Question: Does $s_N$ have a CLT as $N \rightarrow \infty$? If so, how would one go about proving this?

UPDATE: md5 method is very nice. However I've also realized that once you write down the finite sample distribution as md5 has, this is pretty much all you need to do, since that probability distribution just so happens to be a special case of the Hypergeometric distribution, which further just so happens to satisfy the assumptions in equation 7.4 in Chapter 7 of Feller's An Introduction to Probability Theory and its Applications: Volume 1 and so the Normal limit is known.
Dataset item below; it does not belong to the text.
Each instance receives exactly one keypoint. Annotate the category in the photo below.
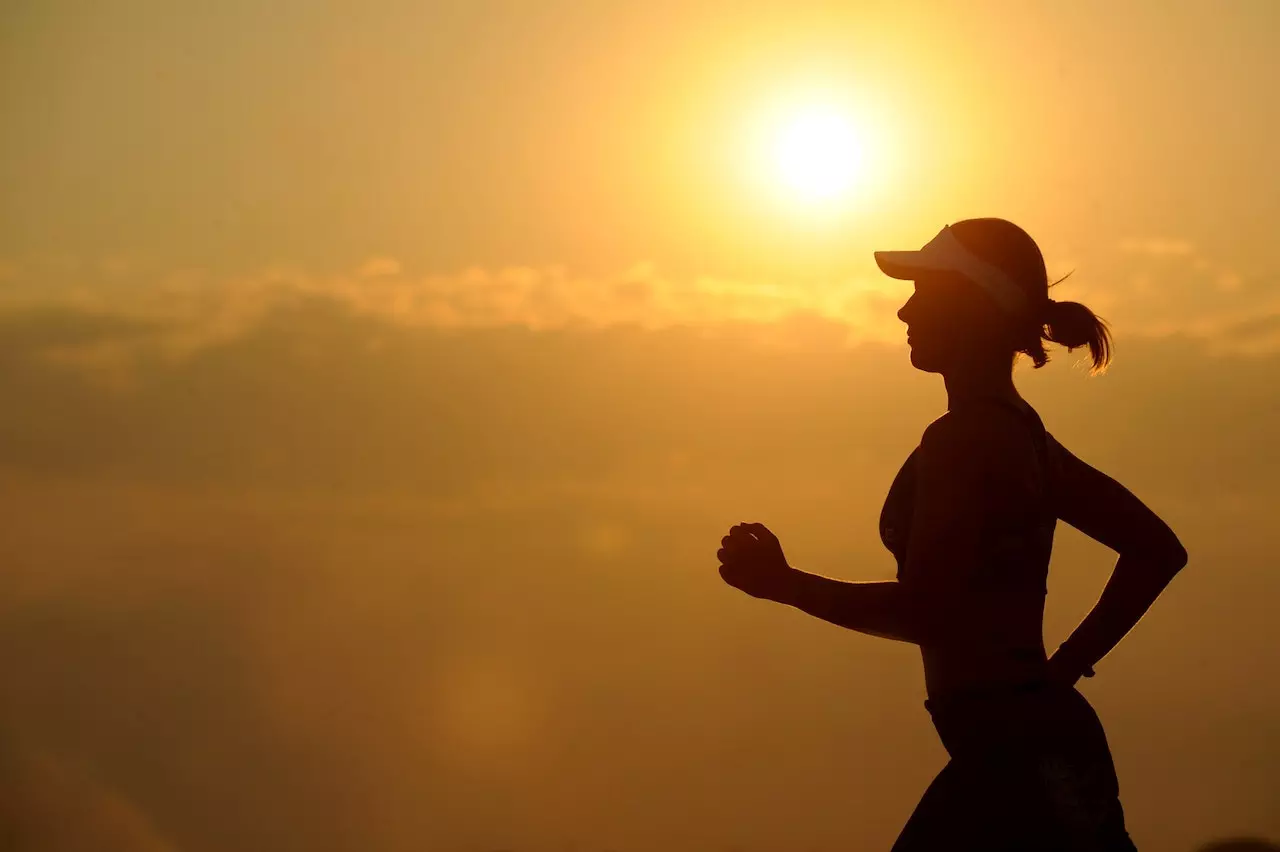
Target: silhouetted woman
(970, 521)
See also this question here

Answer 1

Here it is not too hard to explicitly compute the distribution of $s_{2n}$. By counting the number of $x_k$ that match $a_k$, we see that for all $x\in\{0,\ldots,n\}$, $$ P(\sqrt{2n}s_{2n}=2n-4x)=\frac{\binom{n}{x}\binom{n}{n-x}}{\binom{2n}{n}}. $$ Now it suffices to apply some local limit theorem. What we need to prove is a statement of the form: for all $$ x_n=\frac{n}{2}+\frac{\sqrt{n}t}{4}+o(\sqrt{n}), $$ it holds that $P(s_{2n}=x_n)/\sqrt{n}\to e^{-t^2/2\sigma^2}/\sqrt{2\pi\sigma^2}.$ This should not be too hard, using standard estimates such as $$ \binom{n}{\frac{n}{2}+\sqrt{n}t/4+o(\sqrt{n})}2^{-n}\sim\sqrt{\frac{2}{\pi n}}e^{-t^2/2}. $$

Answer 2

This answer is here to flesh out the detail in the method provided by md5 in the accepted answer.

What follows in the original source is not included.